As is usually the case for CEP vendors, the financial services market seems to be the only one that cares about super-low latency. Everything else IBM talked about seemed to be in the area of data reduction, although IBM likes to think of that as identifying which data matches certain patterns and then transforming it accordingly. Examples mentioned include:
- Intelligence work
- Identifying marine mammals via sonar
- Neonatal ICU monitoring, being prototyped at the Ontario Institute of Technology
- Wafer testing at IBM’s own Fishkill manufacturing plant
- Info security (in collaboration with IBM’s intrusion detection arm, the former ISS, with a hoped-for first customer at REDACTED)
As I’ve previously noted, the independent CEP vendors aren’t all that active in data reduction, Aleri/Coral8 (somewhat) and StreamBase’s intelligence-community efforts excepted. I’m not in a position to discuss other software generalists’ CEP efforts at the moment, but let’s just say I think data reduction is a generally under-served market, with lots of different niches to fill. IBM System S/InfoSphere Streams was well worth bringing to market.
IBM sent a couple of PDFs with more detail on applications and architecture. I can’t find them online, and I think I have permission to post them, so here they are. (Edit: Jeff Jones subsequently sent over an official IBM white paper link.)
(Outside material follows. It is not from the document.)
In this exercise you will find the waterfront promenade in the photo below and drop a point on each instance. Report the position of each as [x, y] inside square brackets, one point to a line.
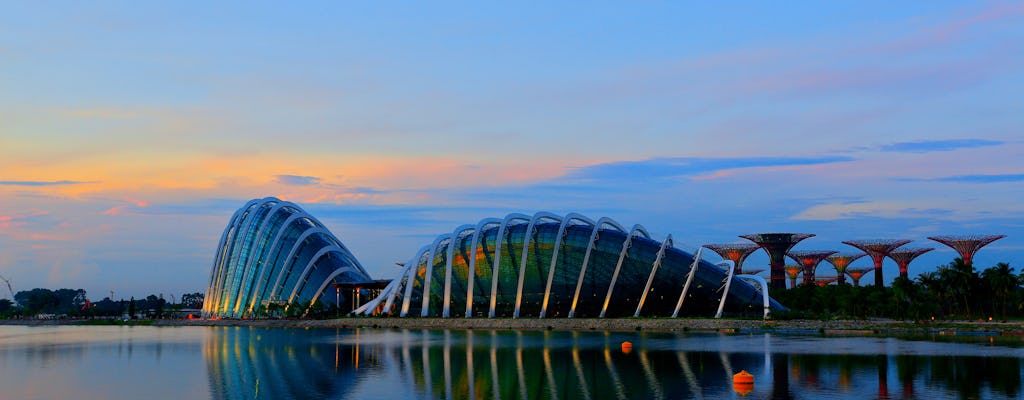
[832, 327]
IBM has its own SQL-based stream processing language called SPADE, with an Eclipse-based IDE. SPADE is not StreamSQL-compatible, although some prototype work suggests IBM could support StreamSQL if necessary. The overall IBM InfoSphere Streams product delivery roadmap is, and I quote IBM’s final slide:
- Improved tools
- SPADE 2 Language Specification
- Java based custom analytics
- Additional adapters
- MQ, Low Latency Messaging, RSS feeds, Cognos, Mashup Center, WebSphere Business Events, XML
- Additional Analytics
- Text, Warehouse, video, audio, dense information grinding
- Additional platforms
- Windows, Unix vendors, Blue Gene, Cell blades, FPGA
In the first (did I mention it was rushed?) release, System S/InfoSphere Streams supports Intel architectures and Red Hat Linux only.